Brewers management introduces Coulter (left) and Roache (right) last summer.

Wisconsin Timber Rattlers.

18 of the 25 players on the Timber Rattlers active roster are members of the Brewers’ 2012 MLB Amateur Draft class, including each of their first four picks. Through just 13 games, they are showing exactly why there are high hopes for the group of first-year pros.

Among these names are the team’s three first round draft picks, Victor Roache, Clint Coulter, and Mitch Haniger; Tyrone Taylor, taken in the second round; fourth-rounder Tyler Wagner, fifth-rounder Damien Magnifico, and twelfth-round selection and Oak Creek native Eric Semmelhack.

In front of 2,487 at Time Warner Cable Field on Sunday night, outfielder Roache–taken with the 28th overall selection last summer–had a profound professional debut. In the bottom of the first, he lined the second pitch he saw off the scoreboard in left-center for a two-run home run.

Roache, along with fellow 2012 draftee Adam Giacalone, was activated and joined the team Sunday morning after remaining in Arizona for extended camp for a hamstring injury that set him back a few weeks.

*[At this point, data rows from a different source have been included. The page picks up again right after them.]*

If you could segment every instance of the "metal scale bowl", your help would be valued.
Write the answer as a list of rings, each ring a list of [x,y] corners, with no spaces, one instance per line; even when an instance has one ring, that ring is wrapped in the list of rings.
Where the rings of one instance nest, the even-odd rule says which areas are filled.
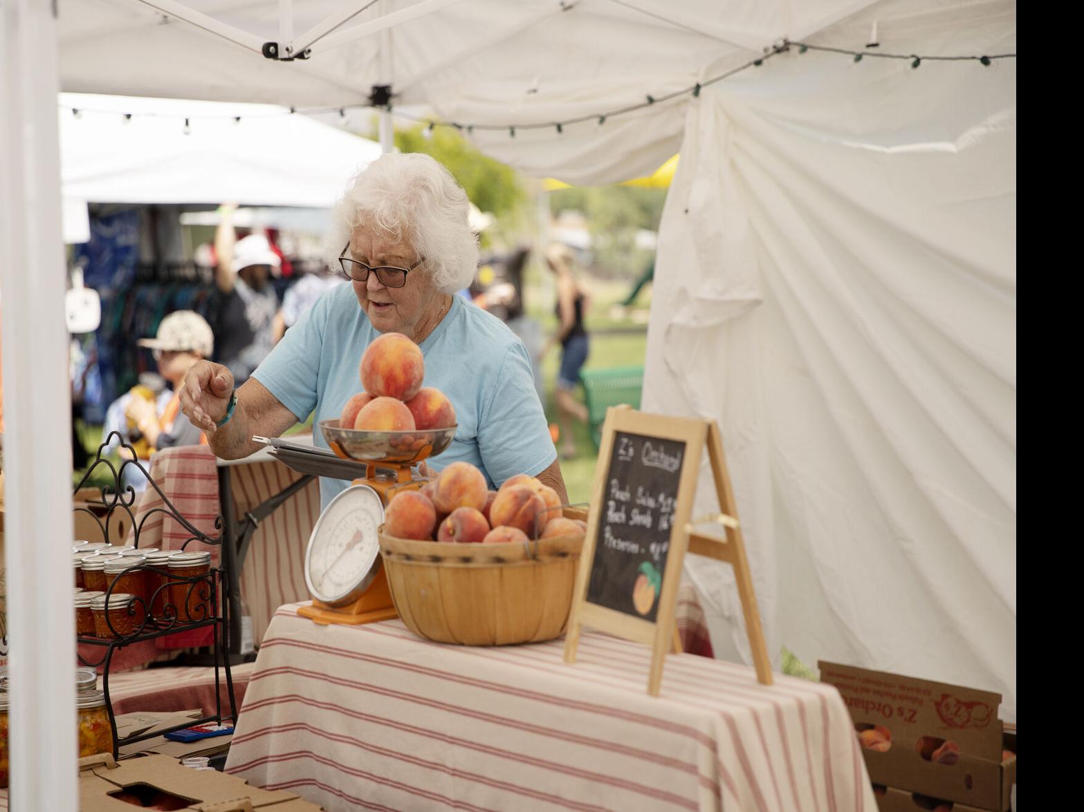
[[[324,440],[344,460],[365,464],[364,476],[336,496],[321,514],[305,553],[305,582],[312,605],[298,614],[319,624],[363,624],[397,617],[388,590],[377,528],[384,508],[402,490],[427,480],[411,466],[440,454],[455,427],[427,431],[340,429],[321,420]]]

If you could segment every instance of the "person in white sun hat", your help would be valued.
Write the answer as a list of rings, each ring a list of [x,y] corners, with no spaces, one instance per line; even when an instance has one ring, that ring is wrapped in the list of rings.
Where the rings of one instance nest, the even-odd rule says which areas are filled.
[[[235,240],[235,208],[228,204],[219,209],[221,220],[215,235],[218,296],[214,306],[218,312],[218,361],[229,367],[240,385],[283,333],[279,297],[271,284],[271,275],[282,266],[282,260],[263,234]]]
[[[179,445],[206,445],[204,433],[181,415],[179,393],[184,376],[196,362],[215,353],[210,325],[198,313],[180,310],[162,319],[153,339],[140,339],[137,343],[154,351],[158,372],[173,390],[173,396],[160,416],[156,414],[154,403],[133,397],[125,407],[125,416],[156,450]]]

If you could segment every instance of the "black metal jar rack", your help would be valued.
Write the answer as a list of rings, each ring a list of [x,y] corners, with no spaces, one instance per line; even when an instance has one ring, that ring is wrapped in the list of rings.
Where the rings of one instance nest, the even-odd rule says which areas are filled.
[[[120,448],[122,449],[120,454],[126,457],[119,466],[114,464],[113,461],[105,456],[109,446],[113,445],[114,438],[120,443]],[[143,529],[143,526],[149,519],[159,513],[175,519],[182,527],[184,527],[185,532],[190,534],[184,543],[181,545],[182,550],[189,550],[189,545],[193,543],[205,545],[207,547],[221,546],[222,516],[219,515],[215,520],[215,528],[219,531],[219,535],[217,536],[208,536],[192,525],[192,523],[178,512],[172,502],[166,498],[166,495],[162,492],[162,488],[158,487],[158,484],[151,479],[151,474],[140,464],[134,449],[124,442],[124,438],[118,432],[112,432],[102,445],[98,447],[98,453],[94,456],[93,462],[87,468],[87,472],[83,474],[79,484],[76,485],[76,493],[83,487],[85,483],[90,480],[92,472],[100,466],[109,471],[112,480],[111,483],[101,487],[102,505],[99,509],[104,515],[99,515],[94,511],[82,507],[76,508],[76,511],[89,513],[94,519],[95,523],[101,528],[102,540],[106,543],[116,542],[116,540],[109,538],[109,526],[114,512],[120,510],[128,514],[131,522],[131,535],[133,537],[131,543],[134,545],[137,549],[139,549],[140,546],[140,533]],[[157,492],[158,496],[162,497],[163,505],[165,506],[160,508],[152,508],[139,521],[137,521],[136,515],[136,490],[130,486],[127,488],[122,486],[124,473],[129,467],[134,467],[146,476],[147,487],[154,488],[154,490]],[[121,539],[119,542],[124,543],[124,540]],[[116,574],[116,577],[106,589],[106,606],[111,605],[108,601],[113,594],[114,587],[125,575],[129,573],[142,572],[156,573],[164,577],[164,582],[155,589],[153,593],[147,595],[146,600],[137,595],[134,601],[122,611],[121,616],[126,616],[122,625],[125,627],[129,626],[128,618],[130,618],[131,631],[124,634],[118,633],[118,630],[114,627],[113,623],[114,616],[118,613],[118,611],[114,608],[105,612],[105,620],[108,625],[109,631],[115,636],[114,638],[82,636],[78,636],[76,638],[77,642],[80,644],[100,646],[104,650],[101,658],[96,660],[88,662],[88,659],[86,659],[82,655],[79,655],[79,662],[91,668],[102,666],[102,690],[105,693],[105,708],[109,717],[109,726],[113,730],[114,758],[118,756],[119,749],[125,745],[162,736],[165,733],[183,730],[196,724],[205,724],[209,722],[221,724],[223,721],[236,721],[237,707],[233,692],[233,676],[230,672],[229,656],[230,601],[223,600],[223,597],[229,594],[230,578],[227,569],[227,556],[221,555],[220,560],[220,566],[212,566],[208,573],[191,577],[181,577],[178,576],[177,573],[171,573],[165,567],[151,566],[147,564],[138,564],[136,566],[128,567],[124,572]],[[175,591],[172,587],[177,586],[180,586],[184,593],[184,600],[183,602],[180,602],[180,606],[172,601],[172,593]],[[160,604],[158,601],[159,597],[162,598]],[[162,610],[157,613],[152,613],[151,608],[156,604],[160,605]],[[167,637],[169,634],[178,634],[180,632],[204,628],[210,628],[214,630],[215,712],[202,719],[185,720],[181,724],[155,730],[152,733],[126,736],[122,739],[118,738],[116,715],[113,711],[113,702],[109,698],[109,666],[114,653],[125,646],[132,645],[133,643],[156,640],[157,638]],[[127,631],[127,629],[125,630]],[[221,678],[223,676],[225,678],[227,696],[229,697],[230,703],[229,713],[224,713],[224,709],[222,707]]]

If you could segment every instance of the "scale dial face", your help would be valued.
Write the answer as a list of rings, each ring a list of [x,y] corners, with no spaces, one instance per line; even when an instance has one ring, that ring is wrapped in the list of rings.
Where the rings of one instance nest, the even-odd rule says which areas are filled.
[[[367,485],[332,499],[305,553],[305,582],[313,598],[334,606],[361,597],[379,566],[376,528],[383,523],[384,505]]]

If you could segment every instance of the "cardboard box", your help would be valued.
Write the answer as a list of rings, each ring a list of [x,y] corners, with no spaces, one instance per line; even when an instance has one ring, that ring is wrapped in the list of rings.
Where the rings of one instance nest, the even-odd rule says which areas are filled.
[[[1016,730],[997,719],[1001,694],[818,663],[821,681],[835,685],[855,729],[881,725],[891,731],[885,752],[862,749],[869,780],[906,793],[919,793],[957,804],[1004,812],[1016,783],[1016,759],[1002,762],[1002,749],[1016,752]],[[955,764],[928,761],[918,739],[932,736],[955,742]],[[908,812],[917,809],[912,804]]]
[[[933,799],[905,793],[895,787],[886,787],[885,795],[877,796],[877,812],[921,812],[921,810],[937,809]],[[953,803],[952,812],[988,812],[978,807],[968,807],[966,803]]]
[[[117,505],[113,513],[102,501],[102,492],[98,488],[79,488],[72,503],[72,518],[75,521],[74,539],[85,541],[108,541],[111,545],[128,543],[128,532],[132,526],[132,516]],[[132,515],[136,507],[131,507]],[[105,538],[105,527],[108,522],[109,537]]]
[[[114,796],[156,793],[182,798],[184,810],[198,812],[321,812],[314,803],[293,793],[260,789],[244,778],[215,770],[192,770],[167,756],[144,756],[121,761],[112,756],[88,756],[79,760],[80,812],[131,812],[139,809]]]

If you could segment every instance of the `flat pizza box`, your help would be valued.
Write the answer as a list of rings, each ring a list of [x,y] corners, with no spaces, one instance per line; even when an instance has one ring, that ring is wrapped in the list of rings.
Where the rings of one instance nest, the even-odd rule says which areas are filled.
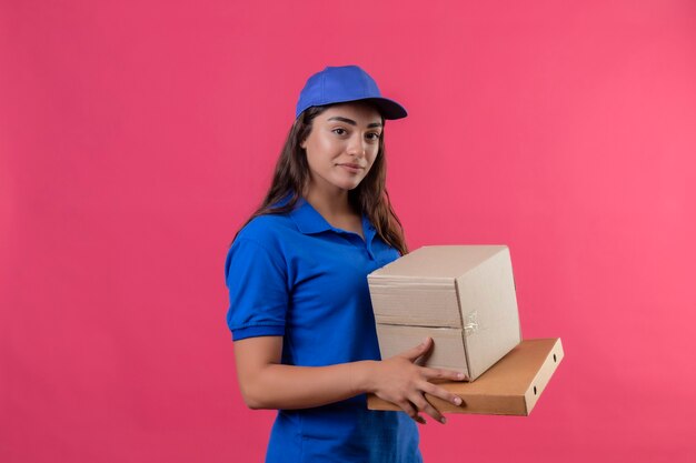
[[[473,382],[444,382],[439,385],[461,397],[457,406],[426,394],[443,413],[527,416],[564,358],[559,338],[524,340]],[[370,410],[401,410],[369,394]]]

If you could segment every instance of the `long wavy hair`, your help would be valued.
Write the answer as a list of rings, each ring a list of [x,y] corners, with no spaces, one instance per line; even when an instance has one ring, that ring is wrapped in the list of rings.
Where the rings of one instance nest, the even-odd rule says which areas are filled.
[[[284,214],[295,209],[310,178],[307,155],[300,143],[309,135],[314,119],[329,107],[330,104],[310,107],[295,120],[280,152],[280,158],[278,158],[276,163],[270,189],[266,193],[261,205],[251,214],[240,230],[259,215]],[[384,123],[385,120],[382,118],[382,125]],[[404,228],[391,208],[386,180],[387,159],[382,130],[375,162],[360,184],[348,192],[348,201],[356,210],[365,212],[375,225],[379,238],[399,251],[401,255],[405,255],[408,253],[408,248],[404,238]],[[282,204],[278,204],[288,197],[290,198],[287,202],[284,201]],[[237,234],[239,234],[239,231]],[[237,234],[235,234],[235,239]]]

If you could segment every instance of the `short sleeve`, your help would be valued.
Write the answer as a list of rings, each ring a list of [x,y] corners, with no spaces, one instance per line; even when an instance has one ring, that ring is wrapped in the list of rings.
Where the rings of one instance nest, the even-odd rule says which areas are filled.
[[[238,238],[227,254],[225,279],[229,290],[227,325],[235,341],[285,334],[289,296],[279,252]]]

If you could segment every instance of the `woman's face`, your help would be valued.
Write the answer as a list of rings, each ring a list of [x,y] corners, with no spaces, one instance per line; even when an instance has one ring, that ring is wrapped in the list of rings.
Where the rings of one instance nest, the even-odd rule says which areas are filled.
[[[360,184],[377,158],[382,129],[379,112],[366,103],[335,104],[317,115],[300,143],[309,164],[309,189],[332,194]]]

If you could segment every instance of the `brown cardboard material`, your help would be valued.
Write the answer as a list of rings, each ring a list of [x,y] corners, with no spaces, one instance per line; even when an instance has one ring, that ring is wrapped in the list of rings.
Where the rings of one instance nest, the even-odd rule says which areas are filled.
[[[438,384],[460,396],[461,406],[430,394],[426,394],[426,399],[443,413],[527,416],[563,358],[564,350],[558,338],[525,340],[478,380]],[[370,410],[401,410],[372,394],[368,395],[367,406]]]
[[[476,380],[521,341],[505,245],[424,246],[368,275],[382,359],[435,341],[426,365]]]

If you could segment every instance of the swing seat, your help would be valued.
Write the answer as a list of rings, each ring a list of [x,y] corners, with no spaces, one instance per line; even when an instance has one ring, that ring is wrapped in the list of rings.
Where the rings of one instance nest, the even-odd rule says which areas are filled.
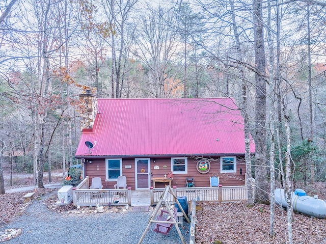
[[[176,221],[176,220],[177,220],[177,212],[178,211],[178,209],[177,208],[175,207],[172,211],[173,211],[173,218],[174,218],[175,221]],[[172,226],[175,224],[175,223],[173,222],[173,220],[171,218],[169,212],[165,210],[161,210],[161,213],[157,216],[156,220],[159,221],[169,221],[171,222],[171,224],[167,223],[156,223],[154,228],[154,231],[157,233],[160,233],[164,235],[167,235],[169,234],[169,232],[170,232]]]

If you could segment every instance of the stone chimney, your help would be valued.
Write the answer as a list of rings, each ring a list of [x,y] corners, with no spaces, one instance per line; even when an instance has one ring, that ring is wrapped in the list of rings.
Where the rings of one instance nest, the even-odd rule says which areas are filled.
[[[80,130],[92,130],[97,114],[97,97],[92,90],[79,95]]]

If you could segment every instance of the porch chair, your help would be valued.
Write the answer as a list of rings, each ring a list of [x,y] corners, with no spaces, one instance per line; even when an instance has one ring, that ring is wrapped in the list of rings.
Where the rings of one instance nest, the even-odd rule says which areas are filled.
[[[117,180],[117,184],[115,184],[114,186],[115,189],[119,189],[120,188],[126,188],[127,177],[124,175],[120,175],[119,176]]]
[[[185,178],[185,187],[194,187],[195,183],[194,182],[193,178]]]
[[[123,189],[125,189],[127,188],[127,177],[126,177],[124,175],[120,175],[118,177],[118,179],[117,180],[117,184],[115,184],[114,185],[115,189],[119,189],[120,188],[123,188]],[[126,196],[126,193],[123,193],[124,196]]]
[[[92,185],[90,186],[90,189],[102,189],[103,188],[103,185],[102,184],[102,179],[100,177],[94,177],[92,179]],[[100,193],[100,193],[100,196],[101,197]],[[94,193],[92,194],[92,197],[94,196]]]
[[[175,221],[177,221],[177,212],[178,209],[176,207],[175,207],[173,210],[171,209],[173,213],[173,218]],[[169,212],[165,210],[161,210],[161,213],[158,216],[156,220],[159,221],[169,221],[172,222],[173,220],[170,215]],[[164,235],[167,235],[170,232],[172,226],[174,224],[173,223],[156,223],[155,227],[154,228],[154,231],[156,233],[160,233]]]
[[[220,177],[218,176],[211,176],[209,177],[209,182],[210,183],[210,187],[219,186],[220,184]]]

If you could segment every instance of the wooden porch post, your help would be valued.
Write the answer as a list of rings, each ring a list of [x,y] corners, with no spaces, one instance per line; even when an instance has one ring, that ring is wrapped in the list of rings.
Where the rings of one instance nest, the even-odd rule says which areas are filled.
[[[153,192],[153,186],[149,187],[151,194],[151,206],[154,204],[154,193]]]
[[[189,243],[194,243],[196,239],[196,199],[192,200],[192,222],[190,224],[190,234],[189,235]]]
[[[222,201],[222,185],[219,185],[219,202]]]
[[[77,199],[76,199],[76,187],[72,188],[72,202],[73,206],[77,206],[76,202],[77,202]]]
[[[128,187],[128,204],[131,205],[131,187]]]
[[[174,196],[177,196],[177,186],[176,185],[173,186],[173,194]],[[177,199],[174,197],[173,197],[173,201],[174,202],[177,201]]]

Roache (right) celebrates his first professional homer with Michael Reed (17). (Ron Page/Post Crescent Media)

Coulter + Haniger = Absolute bombs.

“Sitting, being injured is tough when you want to play with these guys,” Roache said after the game, “You hate being injured, but it’s great playing again. It’s a great group of guys.”

After a period of trading away prospects for major league talent and draft picks that never panned out, seeing the future take the field every day provides for a refreshing scene.

“What Milwaukee’s doing in their low and high A-ball clubs is great. Maybe three, four guys in the lineup today will be playing in the bigs in four years,” one scout told me minutes before Roache’s home run.

You have to look no further than the outfield for manager Matt Erickson’s Timber Rattlers to see what’s taking shape in the lower levels. Roache, Haniger, Taylor, and 2011 fifth-rounder Michael Reed comprise an outfield ripe with talent.

Erickson noted the boost that the returns of Roache and Giacalone bring to the lineup.

“[They] add more of a threat to our offense, definitely. Victor gives us four guys in the outfield that could hit at the top of any lineup at this level.”

The return of Roache is, indeed, not only a large boost to the Rattlers, but also to those keeping tabs on the Brewers farm system.

Ranked as the seventh prospect in the organization prior to even playing a game, Roache missed seven months with a wrist injury. He asserts that he hasn’t lost any of his power. There were worries when he didn’t make the trip to Appleton with the rest of the team at the outset of the season because of a nagging hamstring, but all setbacks are behind him now.

Much like how the early-to-mid 2000’s core of the Brewers came up together–names like Prince Fielder, Rickie Weeks, and JJ Hardy–that is much of what is in place now.

“Having everyone here now is awesome. We’ve all had time to gel and now actually being on the same team brings us closer together,” said Coulter, who has exclusively been working at catcher, though there remains questions as to if the Brewers will move him or not with Jonathan Lucroy’s success.

“It’s hard to predict the future,” he added, “so the key is to try to stay healthy. When you’re not playing, you’re not getting better.”

Many of the team’s picks from the 2012 draft stayed in touch in the off-season through social media, texting, and team events.

“Me, Clint, Mitch, Tyrone, all the rest of the guys are all good friends now. Hopefully that’s something we can carry through for a while,” Roache said of the team chemistry. As did Coulter, he also noted the importance of remaining healthy.

The Brewers organization should pray for them to stay healthy because, if they do, expect a lot more moments like Roache’s dramatic entrance Sunday and for the rest of the future faces of the Brewers.